“She seems to be all right,” the Queen said. “The substance they put in her drink doesn’t appear to have had any other effect than putting her to sleep and making her a little sick—and that was a good thing.”
“Oh, sure,” Malone said. “That was fine.”
“Well,” Her Majesty said, “she did get rid of quite a bit of the drug in the ladies’ room.” She smiled, just a trifle primly. “I think she’ll be all right,” she said.
“There’s a doctor on the way, anyhow,” Malone said, staring down at her. He tried to think of something he could do for her—fan her, or bring her water, or cool her fevered brow. But she didn’t look very fevered. She just looked helpless and beautiful. He felt sorry for all the nasty things he had said to her, and all the nasty things she had said to him. If she got well—and of course she was going to get well, he told himself firmly—things would be different. They’d be sweet and kind to each other all the time, and do nice things for each other.

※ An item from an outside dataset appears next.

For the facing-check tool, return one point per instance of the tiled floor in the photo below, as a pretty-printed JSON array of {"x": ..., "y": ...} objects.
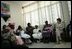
[{"x": 50, "y": 45}]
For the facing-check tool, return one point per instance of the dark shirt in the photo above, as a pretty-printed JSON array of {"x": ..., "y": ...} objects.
[{"x": 29, "y": 30}]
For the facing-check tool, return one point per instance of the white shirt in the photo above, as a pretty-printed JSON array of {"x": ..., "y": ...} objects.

And she was definitely going to get well. He wouldn’t even think about anything else. She was going to be fine again, and very soon. Why, she was hardly hurt at all, he told himself, hardly hurt at all.
“Sir Kenneth,” Her Majesty said. “I’ve been thinking: while we were about it, why didn’t we just teleport all the way back home?”
Malone turned. “Because,” he said, “we’d have had the devil of a time explaining just how we managed to do it.”
“Oh,” she said. “I see. Of course.”
“This teleportation gimmick is supposed to be a secret,” Malone went on. “We don’t want to let out anything more about it than we have to. As it is, there’s going to be some fierce wondering among the Russians about how we got out of that restaurant.”
“Obviously,” the Queen said, entirely unexpectedly, “a bourgeois capitalistic trick.”